To solve simultaneous algebraic equations, the IT Solver uses a multi-equation form of the Newton-Raphson method (slightly modified to optimize step sizes). To solve for a single equation of the form
f(x) = 0,
the Newton-Raphson method uses a first-order Taylor series approximation of f(x) about the point xi:
f(xi + 1) = f(xi) + (xi + 1 - x)f'(xi).
The series expansion is then solved for f(x)=0:
xi + 1 = xi - f(xi)/f'(xi).
As the subscripts i and i +1 imply, the procedure is iterative. After each new guess for x is calculated, the function, f, and its derivative, f ', are reevaluated, and a new guess for x is calculated. The multi-equation form of the Newton-Raphson method works similarly, except that the Taylor series expansion must be in terms of each independent variable. The assembled matrix of partial derivatives of each equation (in the form f(x) = 0), with respect to each independent variable, is called the Jacobian. If the vector of independent variables at the current and previous iterations are {xi + 1} and {xi}, the Jacobian matrix evaluated at {xi} is [Ji], and the vector of equations evaluated at {xi} is {fi}, the equation
[Ji]{xi + 1} = [Ji]{xi} - {fi}
can be solved for {xi + 1}. Again, the procedure iterates until the solution has converged. Convergence is measured by evaluating the norm (calculated as the root-mean square) of the residuals of the equations. At the exact solution, the residual will be zero. The section on convergence criteria further explains how the Solver determines whether a solution has converged and how to control convergence criteria.

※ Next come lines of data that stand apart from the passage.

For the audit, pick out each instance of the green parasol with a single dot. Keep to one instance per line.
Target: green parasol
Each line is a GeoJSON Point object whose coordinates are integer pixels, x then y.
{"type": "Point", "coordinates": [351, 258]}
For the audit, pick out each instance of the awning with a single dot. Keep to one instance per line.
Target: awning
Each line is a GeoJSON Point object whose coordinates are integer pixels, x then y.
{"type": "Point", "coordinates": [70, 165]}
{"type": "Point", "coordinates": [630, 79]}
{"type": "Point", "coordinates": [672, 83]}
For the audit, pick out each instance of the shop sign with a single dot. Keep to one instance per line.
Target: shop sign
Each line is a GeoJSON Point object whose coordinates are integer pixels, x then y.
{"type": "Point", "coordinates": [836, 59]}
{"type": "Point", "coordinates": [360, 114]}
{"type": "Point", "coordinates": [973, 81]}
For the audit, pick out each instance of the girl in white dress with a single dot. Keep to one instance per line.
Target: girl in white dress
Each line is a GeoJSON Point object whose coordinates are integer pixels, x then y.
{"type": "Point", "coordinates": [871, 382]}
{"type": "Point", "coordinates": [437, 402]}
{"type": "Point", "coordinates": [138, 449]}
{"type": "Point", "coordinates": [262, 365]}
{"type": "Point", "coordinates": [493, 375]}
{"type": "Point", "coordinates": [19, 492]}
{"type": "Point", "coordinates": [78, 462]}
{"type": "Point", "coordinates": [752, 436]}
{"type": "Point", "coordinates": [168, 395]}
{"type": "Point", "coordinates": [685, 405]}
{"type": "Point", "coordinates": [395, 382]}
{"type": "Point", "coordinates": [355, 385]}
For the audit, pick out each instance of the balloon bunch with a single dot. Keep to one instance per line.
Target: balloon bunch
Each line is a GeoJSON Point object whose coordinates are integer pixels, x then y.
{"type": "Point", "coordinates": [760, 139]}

The partial derivatives in the Jacobian are calculated numerically. Calculating the partial derivatives symbolically might aid in convergence of the solution, but there would be a substantial penalty in terms of computational effort to determine the derivatives, and the accuracy of the final solution would be nearly indistinguishable from the solution calculated using the numerical estimate of the Jacobian. In addition, calculating analytical derivatives of tabular data, such as property functions, is impossible.
Because the engine is an iterative solver, Initial Guesses for the variables are required. For simple problems, "1" can often be used for all of the initial guesses. For more complex problems, however, the user may have to provide more accurate estimates of the variable values.